In turn, it can be found inside the spinal cord, in an H-shaped or butterfly-shaped segment, in the dorsal, intermediolateral and ventral horns of the vertebral column, as well as in the intermediate zone (dorsal nucleus of Clarke).


Importance of Gray Matter

Medical cases of people injured in regions of the brain rich in gray matter have been looked at, and the impact that such injuries can and often do have on several areas of human cognitive functioning has been observed: language ability, short-term or long-term memory. , associative capacity, learning , etc. 

As a result, it is now known that grey matter is the specific area of the nervous system that allows for the development of sophisticated, imaginative, and abstract thought in early humans. Therefore, not enough to have a larger brain volume to possess human intelligence, but it required a brain with an abundance of gray matter and a rough shell, which fosters countless connections between the neurons that compose it.

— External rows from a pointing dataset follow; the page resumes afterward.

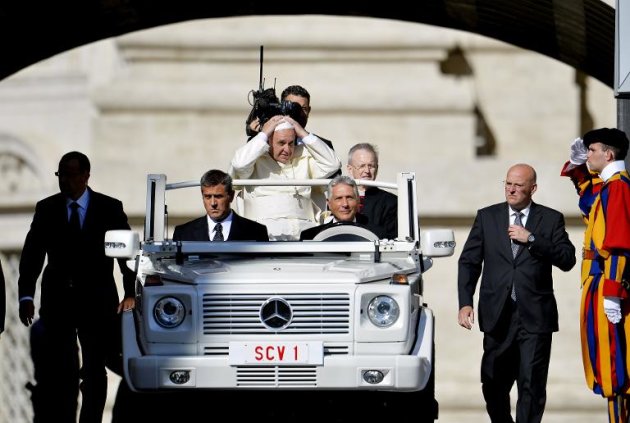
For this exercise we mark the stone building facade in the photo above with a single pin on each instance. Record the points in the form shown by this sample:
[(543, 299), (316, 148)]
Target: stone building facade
[(456, 108)]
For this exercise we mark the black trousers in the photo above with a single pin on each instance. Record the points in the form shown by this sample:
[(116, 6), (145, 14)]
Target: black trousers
[(510, 355), (63, 366)]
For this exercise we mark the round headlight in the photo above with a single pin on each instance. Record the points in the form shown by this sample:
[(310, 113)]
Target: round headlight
[(169, 312), (383, 311)]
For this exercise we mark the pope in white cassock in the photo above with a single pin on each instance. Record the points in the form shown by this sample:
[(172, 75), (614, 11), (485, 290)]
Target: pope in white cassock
[(283, 150)]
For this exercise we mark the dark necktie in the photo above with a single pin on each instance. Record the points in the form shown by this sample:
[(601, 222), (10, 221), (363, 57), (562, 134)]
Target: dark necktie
[(519, 222), (218, 236), (74, 222), (361, 203), (515, 247)]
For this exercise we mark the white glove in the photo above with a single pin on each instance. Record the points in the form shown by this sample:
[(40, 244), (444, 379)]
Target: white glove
[(612, 307), (578, 152)]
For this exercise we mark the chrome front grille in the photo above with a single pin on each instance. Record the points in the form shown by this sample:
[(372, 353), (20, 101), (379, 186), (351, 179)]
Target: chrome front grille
[(313, 313), (329, 349)]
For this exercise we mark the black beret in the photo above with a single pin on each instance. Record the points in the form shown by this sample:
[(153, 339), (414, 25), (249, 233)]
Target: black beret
[(609, 136)]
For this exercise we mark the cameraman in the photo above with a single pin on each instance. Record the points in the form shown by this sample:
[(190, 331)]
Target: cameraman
[(275, 154), (294, 94)]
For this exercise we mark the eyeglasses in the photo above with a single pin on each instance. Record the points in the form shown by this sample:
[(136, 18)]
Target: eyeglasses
[(365, 166), (67, 174)]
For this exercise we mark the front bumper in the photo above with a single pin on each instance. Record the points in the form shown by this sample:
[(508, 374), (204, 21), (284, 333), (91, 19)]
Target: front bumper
[(401, 372)]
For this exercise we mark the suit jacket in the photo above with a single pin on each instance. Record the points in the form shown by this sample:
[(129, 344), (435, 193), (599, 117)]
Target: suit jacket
[(80, 266), (487, 252), (361, 220), (381, 208), (242, 229)]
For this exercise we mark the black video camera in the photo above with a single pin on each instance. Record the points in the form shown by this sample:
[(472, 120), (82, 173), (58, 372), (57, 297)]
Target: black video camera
[(266, 105)]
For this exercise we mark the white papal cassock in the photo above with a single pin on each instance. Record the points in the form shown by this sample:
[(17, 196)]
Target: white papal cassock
[(285, 210)]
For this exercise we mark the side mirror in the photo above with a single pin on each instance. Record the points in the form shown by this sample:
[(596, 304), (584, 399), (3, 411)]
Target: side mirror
[(437, 242), (122, 243)]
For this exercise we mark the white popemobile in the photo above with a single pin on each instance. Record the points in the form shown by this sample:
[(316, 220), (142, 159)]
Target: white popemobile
[(342, 312)]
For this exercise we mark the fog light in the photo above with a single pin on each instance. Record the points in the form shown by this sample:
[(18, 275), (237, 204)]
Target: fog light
[(179, 377), (373, 376)]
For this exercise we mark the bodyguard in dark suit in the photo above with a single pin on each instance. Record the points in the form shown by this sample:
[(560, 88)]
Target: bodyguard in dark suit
[(517, 309), (79, 298), (3, 301), (221, 223), (379, 206), (343, 202)]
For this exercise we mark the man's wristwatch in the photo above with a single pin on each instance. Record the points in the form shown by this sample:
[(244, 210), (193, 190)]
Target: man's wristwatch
[(530, 239)]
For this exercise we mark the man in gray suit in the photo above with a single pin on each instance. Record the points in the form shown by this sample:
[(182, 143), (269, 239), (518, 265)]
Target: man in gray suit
[(221, 223), (513, 245)]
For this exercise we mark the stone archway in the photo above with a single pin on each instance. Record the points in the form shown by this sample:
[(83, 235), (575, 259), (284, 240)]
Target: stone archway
[(579, 33)]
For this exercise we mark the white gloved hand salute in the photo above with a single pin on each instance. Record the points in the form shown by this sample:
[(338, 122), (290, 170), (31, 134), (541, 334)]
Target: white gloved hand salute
[(578, 152), (612, 307)]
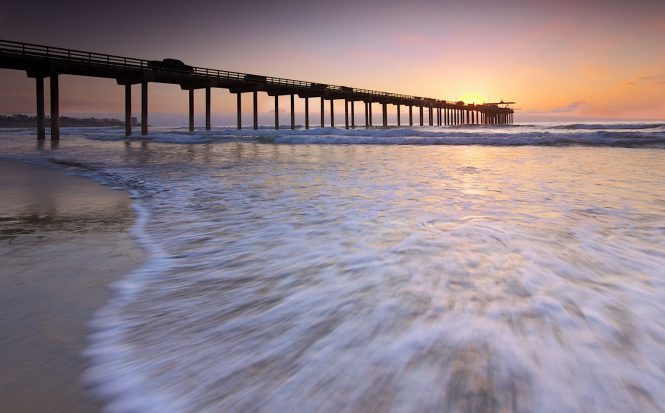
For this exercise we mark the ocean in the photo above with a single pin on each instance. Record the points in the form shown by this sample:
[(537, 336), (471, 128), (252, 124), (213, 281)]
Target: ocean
[(435, 269)]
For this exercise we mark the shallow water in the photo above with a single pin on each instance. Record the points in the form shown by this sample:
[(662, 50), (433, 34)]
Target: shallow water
[(411, 275)]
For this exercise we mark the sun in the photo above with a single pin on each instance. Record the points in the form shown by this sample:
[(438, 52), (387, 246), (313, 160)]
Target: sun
[(472, 98)]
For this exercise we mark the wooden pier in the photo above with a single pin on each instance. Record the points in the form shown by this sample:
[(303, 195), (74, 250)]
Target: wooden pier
[(42, 62)]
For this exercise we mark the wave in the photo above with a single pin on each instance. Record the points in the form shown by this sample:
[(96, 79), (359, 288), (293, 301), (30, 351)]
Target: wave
[(407, 136), (611, 126)]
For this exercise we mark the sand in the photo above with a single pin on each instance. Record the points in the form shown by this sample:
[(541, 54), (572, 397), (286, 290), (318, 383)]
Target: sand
[(63, 240)]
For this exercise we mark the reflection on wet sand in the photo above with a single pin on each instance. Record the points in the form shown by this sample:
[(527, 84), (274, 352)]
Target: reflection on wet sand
[(62, 240)]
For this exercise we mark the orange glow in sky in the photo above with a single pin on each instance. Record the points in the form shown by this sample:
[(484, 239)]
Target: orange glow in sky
[(586, 59)]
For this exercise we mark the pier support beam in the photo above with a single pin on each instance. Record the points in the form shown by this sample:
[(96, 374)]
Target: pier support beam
[(293, 113), (144, 108), (255, 107), (39, 91), (128, 109), (346, 114), (191, 110), (208, 99), (353, 114), (55, 108), (239, 110)]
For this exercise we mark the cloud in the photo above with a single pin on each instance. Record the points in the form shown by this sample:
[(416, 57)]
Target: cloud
[(571, 107), (647, 80)]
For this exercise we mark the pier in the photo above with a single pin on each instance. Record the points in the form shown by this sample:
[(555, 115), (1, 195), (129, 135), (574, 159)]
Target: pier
[(41, 62)]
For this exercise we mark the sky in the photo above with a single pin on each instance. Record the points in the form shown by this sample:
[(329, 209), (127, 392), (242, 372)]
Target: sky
[(584, 59)]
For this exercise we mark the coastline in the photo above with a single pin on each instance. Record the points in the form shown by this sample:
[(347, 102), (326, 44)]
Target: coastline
[(63, 240)]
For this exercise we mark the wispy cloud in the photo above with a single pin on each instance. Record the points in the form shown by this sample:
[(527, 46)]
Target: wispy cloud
[(646, 80), (571, 107)]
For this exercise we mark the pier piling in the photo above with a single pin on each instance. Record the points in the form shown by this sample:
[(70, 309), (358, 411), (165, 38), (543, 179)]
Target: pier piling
[(144, 108), (239, 110), (346, 114), (191, 110), (55, 108), (208, 104), (293, 113), (255, 107)]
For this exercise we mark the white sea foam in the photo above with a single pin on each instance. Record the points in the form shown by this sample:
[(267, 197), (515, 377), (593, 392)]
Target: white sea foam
[(620, 135), (347, 278)]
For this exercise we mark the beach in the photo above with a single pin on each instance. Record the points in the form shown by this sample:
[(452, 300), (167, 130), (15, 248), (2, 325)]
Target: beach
[(63, 240), (466, 269)]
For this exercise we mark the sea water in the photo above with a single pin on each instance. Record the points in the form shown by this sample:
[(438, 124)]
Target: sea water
[(456, 269)]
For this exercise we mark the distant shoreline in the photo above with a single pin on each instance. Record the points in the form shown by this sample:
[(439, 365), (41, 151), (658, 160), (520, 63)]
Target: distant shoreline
[(25, 121)]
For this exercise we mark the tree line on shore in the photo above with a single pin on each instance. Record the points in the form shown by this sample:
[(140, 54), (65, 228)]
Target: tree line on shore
[(25, 121)]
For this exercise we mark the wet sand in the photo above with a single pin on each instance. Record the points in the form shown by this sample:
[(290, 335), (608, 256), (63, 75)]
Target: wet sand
[(63, 240)]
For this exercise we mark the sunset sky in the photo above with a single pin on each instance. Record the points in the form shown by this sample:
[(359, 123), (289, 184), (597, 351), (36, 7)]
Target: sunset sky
[(562, 59)]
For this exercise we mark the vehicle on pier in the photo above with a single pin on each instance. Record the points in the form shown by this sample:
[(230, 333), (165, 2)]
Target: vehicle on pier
[(171, 65), (256, 78)]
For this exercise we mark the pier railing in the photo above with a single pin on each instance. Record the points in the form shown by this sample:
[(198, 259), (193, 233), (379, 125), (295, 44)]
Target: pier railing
[(101, 59)]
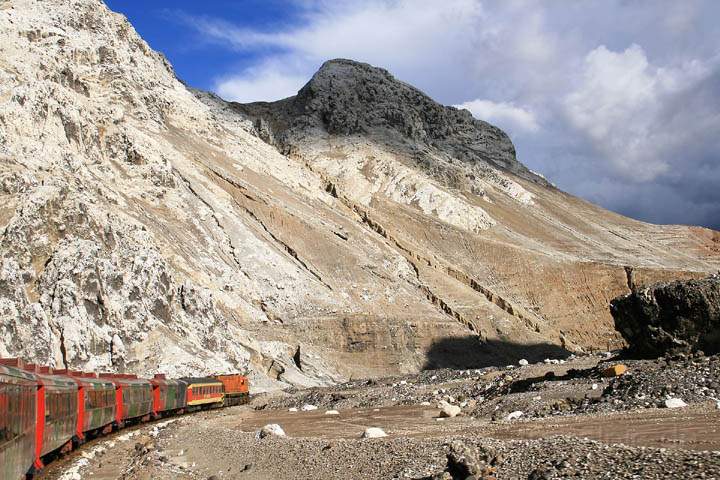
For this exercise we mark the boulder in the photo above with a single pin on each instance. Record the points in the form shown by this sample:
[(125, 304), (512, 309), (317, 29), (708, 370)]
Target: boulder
[(374, 432), (675, 403), (614, 370), (271, 429), (671, 318), (514, 415), (450, 411)]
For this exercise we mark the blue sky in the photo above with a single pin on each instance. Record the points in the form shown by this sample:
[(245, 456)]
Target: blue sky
[(617, 102)]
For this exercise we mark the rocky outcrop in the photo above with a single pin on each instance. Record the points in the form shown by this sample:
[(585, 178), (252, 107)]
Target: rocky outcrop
[(358, 229), (346, 98), (671, 318)]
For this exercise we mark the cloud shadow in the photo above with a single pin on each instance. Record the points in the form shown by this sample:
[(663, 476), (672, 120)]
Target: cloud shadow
[(462, 353)]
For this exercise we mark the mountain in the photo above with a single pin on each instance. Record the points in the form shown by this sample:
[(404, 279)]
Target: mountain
[(356, 229)]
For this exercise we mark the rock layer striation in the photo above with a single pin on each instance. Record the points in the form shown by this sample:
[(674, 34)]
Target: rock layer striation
[(357, 229)]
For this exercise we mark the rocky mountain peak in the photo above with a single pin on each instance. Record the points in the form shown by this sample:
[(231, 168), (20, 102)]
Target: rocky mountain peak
[(346, 97)]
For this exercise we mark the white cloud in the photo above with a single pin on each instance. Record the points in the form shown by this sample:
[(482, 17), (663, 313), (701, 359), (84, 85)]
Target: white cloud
[(618, 104), (265, 83), (503, 114), (603, 92)]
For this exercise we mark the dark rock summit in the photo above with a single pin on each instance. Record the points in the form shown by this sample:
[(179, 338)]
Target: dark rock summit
[(676, 317), (346, 98)]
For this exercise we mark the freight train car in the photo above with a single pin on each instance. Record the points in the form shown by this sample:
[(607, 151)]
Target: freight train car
[(96, 404), (17, 421), (236, 389), (204, 392), (44, 411), (133, 398), (169, 396), (56, 406)]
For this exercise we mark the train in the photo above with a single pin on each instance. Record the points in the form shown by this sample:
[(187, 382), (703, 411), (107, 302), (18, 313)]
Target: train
[(45, 411)]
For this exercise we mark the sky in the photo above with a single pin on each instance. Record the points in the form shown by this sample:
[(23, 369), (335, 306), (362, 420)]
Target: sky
[(615, 101)]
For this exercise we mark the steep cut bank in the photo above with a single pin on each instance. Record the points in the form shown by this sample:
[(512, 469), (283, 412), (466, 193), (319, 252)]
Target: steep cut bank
[(481, 230), (358, 229)]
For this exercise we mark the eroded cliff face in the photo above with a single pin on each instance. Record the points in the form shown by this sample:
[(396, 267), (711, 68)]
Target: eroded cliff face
[(147, 227)]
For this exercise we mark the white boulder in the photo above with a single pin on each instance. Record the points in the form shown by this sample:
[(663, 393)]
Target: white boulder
[(374, 432), (514, 415), (675, 403), (271, 429), (450, 411)]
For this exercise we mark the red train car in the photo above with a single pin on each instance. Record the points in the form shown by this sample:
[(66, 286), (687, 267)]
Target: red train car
[(168, 395), (204, 392), (56, 408), (237, 388), (96, 403), (17, 421), (133, 398)]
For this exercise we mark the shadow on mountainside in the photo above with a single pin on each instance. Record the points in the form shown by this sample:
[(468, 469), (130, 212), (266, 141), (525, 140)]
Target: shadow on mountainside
[(463, 353)]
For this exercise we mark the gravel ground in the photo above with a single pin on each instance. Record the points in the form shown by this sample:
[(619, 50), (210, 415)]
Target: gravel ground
[(573, 418), (218, 452), (559, 387)]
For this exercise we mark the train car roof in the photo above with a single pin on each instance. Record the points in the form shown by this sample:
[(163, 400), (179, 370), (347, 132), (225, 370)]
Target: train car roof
[(124, 379), (50, 380), (17, 373), (161, 380), (86, 379), (191, 380)]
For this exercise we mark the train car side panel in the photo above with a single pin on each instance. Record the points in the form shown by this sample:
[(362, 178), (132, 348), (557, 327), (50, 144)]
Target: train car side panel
[(236, 389), (17, 422), (204, 391), (60, 405)]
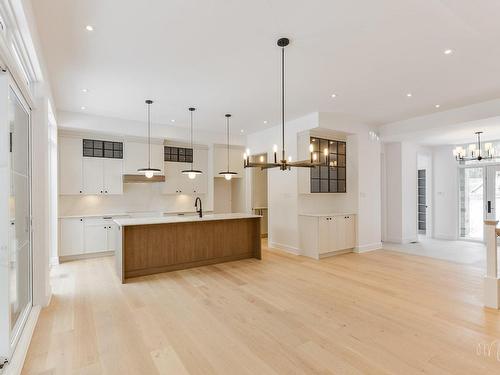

Gray Matter and White Matter 

Gray matter differs from white matter in much more than its color, determined by the high presence of myelin-bearing dendrites in the latter (myelin is whitish in color). They are distinguished in the speed of transmission of nerve information, much faster in the white matter than in the gray, and in the depth to which it is found, since the white matter is the interior of the brain (aunque the cover of the brain). spinal cord). 

For a long time it was thought that the white matter was passive, but today we know that it plays a vital role in the distribution of nerve information and in the modulation of action potentials, that is, it is responsible for the basic operational functions that it supports. complex processing, which is handled by gray matter, especially in the brain.


Difference between the Gray Matter and the White Matter of the brain

Chances are, you've come across terms like brain gray matter and white matter somewhere—like a study or a news article. However, the difference between the two is not always clear. After all, what are they for? What are the main features? 

• Caffeine Reduces Brain Gray Matter But Doesn't Impair Sleep, Study Says 

• Autism alters the white matter of the brain over time 

Basically, the gray matter and the white matter of the brain make up the central nervous system, which acts directly in perception, in the functioning of the body and in the performance of essential activities, such as locomotion, reasoning and memory.

The human nervous system, as a product of its phylogenetic evolution, is a very sophisticated system that has allowed, and still allows, us to relate, adapt to the environment and our survival. Several important functions depend on it, such as breathing, physiological activation when danger appears, cognitive functions (such as attention or memory), among others. 

The complexity of this system makes it still a great unknown for science. The nervous system has been the subject of study over the years and, although there are still many questions to be answered about it, we have a certain amount of knowledge about its functioning and structure.